On a cynical day, I pick up my Starbucks cup and carefully maneuver the inside cup so I can read the "the way I see it" on the back. It's a well-written piece by a Teacher of the Year who teaches kindergarten. I can't recall it verbatim, but it has to do with children entering a forest and learning to read. At the end, he explains that it's better for children to enter the forest skipping merrily along the path (which is probably why he doesn't teach junior high) than going at it with a machete.
There's an element of truth to the statement. Children need to explore for the sheer excitement of exploring. I think this is especially true of small children who need to be sheltered from the cut throat "real world." Nonetheless, at some point, they need to also learn to pick up the machete and begin tearing down the edifice of ignorance, the presuppositions of authoritarian prejudice and the destructive forces of apathy. At some point, education becomes a tool for warfare rather than a pleasant stroll in the afternoon.
An education is dangerous. Telling children that it's an afternoon stroll is like teaching them to play with fire. True, we need to let them play. But we are kidding ourselves when we deny it's danger. An education can be a means to broadening a worldview, but it can also darken it with heavy handed indoctrination. It can teach valuable skills to help students live, but it can also teach skills to manipulate others. An education can teach a student self-respect, but it can equally replace the self-respect with self-deception, an inflated sense of self-worth and a vanity that leads to death.
I would argue that education is that machete.

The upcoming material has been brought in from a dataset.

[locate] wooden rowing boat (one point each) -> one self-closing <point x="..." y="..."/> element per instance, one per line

It's the machete that tore down Jim Crow laws in the south and built apartheid in South Africa. After all, the Dutch intellectuals who created apartheid had the same doctoral degrees as Martin Luther King Jr. It's the machete that tore down the Native American culture, replacing hate with a thin veneer of civilization, all in the name of Manifest Destiny. But it's also the machete of Uncle Tom's Cabin and Frederick Douglass and Susan B. Anthony. It's the scientific machete of Dr. Salk's polio vaccine and of the Hiroshima and Nagasaki. It's the machete of Mein Kompf and of The Cost of Discipleship.
I wonder if students would respond differently to education if they knew that it wasn't a path through a forest, but rather a dangerous tool that can change lives for better or for worse.